Wacker Chemie and Dow Corning Siloxane and Pyrogenic Silica Production Facility, China

Wacker Chemie and Dow Corning's integrated silicone manufacturing facility is the largest and most advanced facility in China. It was built at a cost of $1.2bn and is located in Jiangsu Yangtze River Chemical Industrial Park in Zhangjiagang City, China. The city is one of the fastest-growing regions in China and is situated 170km outside Shanghai in Jiangsu Province.

Construction of phase one of the facility began in 2006 after receiving approval from the Chinese government. The facility started its operations in November 2008. The silicone manufacturing facility consists of a pyrogenic silica plant and a siloxane plant and covers an area of 1km². The production capacity of the facility is estimated at about 100,000t/y.

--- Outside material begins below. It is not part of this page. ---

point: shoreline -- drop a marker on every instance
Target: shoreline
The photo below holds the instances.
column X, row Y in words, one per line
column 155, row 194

The manufacturing facility utilises two primary raw materials – silicon and methanol. These raw materials are mostly sourced locally, resulting in cost savings. Wacker and Dow jointly own and operate the facility. Marketing and sales of the finished products is carried out independently by the two companies. Other companies situated in the industrial park form part of the facility's complex production chain.

"The expansion is expected to increase the production capacity of the siloxane and pyrogenic silica plants to approximately 210,000t/y."

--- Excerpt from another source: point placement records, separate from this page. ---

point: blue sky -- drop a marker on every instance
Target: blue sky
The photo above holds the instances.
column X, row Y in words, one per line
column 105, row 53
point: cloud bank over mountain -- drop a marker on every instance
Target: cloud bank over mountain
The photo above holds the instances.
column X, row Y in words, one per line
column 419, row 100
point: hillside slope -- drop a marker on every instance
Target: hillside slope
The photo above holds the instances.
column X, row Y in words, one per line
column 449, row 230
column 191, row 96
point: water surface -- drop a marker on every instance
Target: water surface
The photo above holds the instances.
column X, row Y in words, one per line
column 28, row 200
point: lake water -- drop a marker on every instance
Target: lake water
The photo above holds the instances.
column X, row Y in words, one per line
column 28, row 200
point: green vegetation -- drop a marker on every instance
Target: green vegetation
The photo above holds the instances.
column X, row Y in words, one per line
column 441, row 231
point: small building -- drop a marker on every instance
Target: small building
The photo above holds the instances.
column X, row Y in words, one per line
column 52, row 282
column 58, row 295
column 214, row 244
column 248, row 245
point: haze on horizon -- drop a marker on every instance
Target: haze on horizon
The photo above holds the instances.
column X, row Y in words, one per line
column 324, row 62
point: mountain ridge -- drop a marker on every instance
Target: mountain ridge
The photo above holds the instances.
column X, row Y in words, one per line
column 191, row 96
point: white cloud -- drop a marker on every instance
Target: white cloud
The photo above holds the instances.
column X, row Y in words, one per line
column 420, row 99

Silicone facility expansion

On 21 October 2009 Wacker and Dow started construction of the second phase of the pyrogenic silica plant. The expansion is expected to increase the production capacity of the siloxane and pyrogenic silica plants to approximately 210,000t/y. The exact amount of investment was not revealed but is estimated to be in the double-digit million euro range.

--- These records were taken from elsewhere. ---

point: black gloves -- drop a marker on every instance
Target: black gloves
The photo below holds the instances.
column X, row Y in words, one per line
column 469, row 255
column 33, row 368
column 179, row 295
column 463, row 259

With the demand for siloxane and pyrogenic silica increasing rapidly, the expansion is expected to help the two companies widen their customer base and aid in the growth of the silicone industry in China.

Process technology

The pyrogenic silica plant heats the raw material chlorosilane through hydrolysis at temperatures above 1,000°C. After being heated, chlorosilane produces pyrogenic silica and hydrogen chloride (HCL). The HCL produced is supplied to the siloxane plant. Pyrogenic silica produced through the process mechanically fuses on cooling to produce agglomerates or tertiary structures. These structures are 1–250mm in size.

The basic raw materials used to manufacture silicones are silicon and methyl chloride. A direct reaction between silicon and methyl chloride produces methyl chlorosilanes. Chlorosilane is distilled to produce dimethyldichlorosilane, which is further hydrolysed to produce polydimethylsiloxane (PDMS).

One of the unique features of the facility is its integrated production system. The siloxane plant provides chlorosilane as feed to the pyrogenic silica plant for producing pyrogenic silica. The pyrogenic silica plant returns the by-product HCL back to the siloxane plant for the production of siloxane. The system uses statistical process control and highly effective reactor dynamics.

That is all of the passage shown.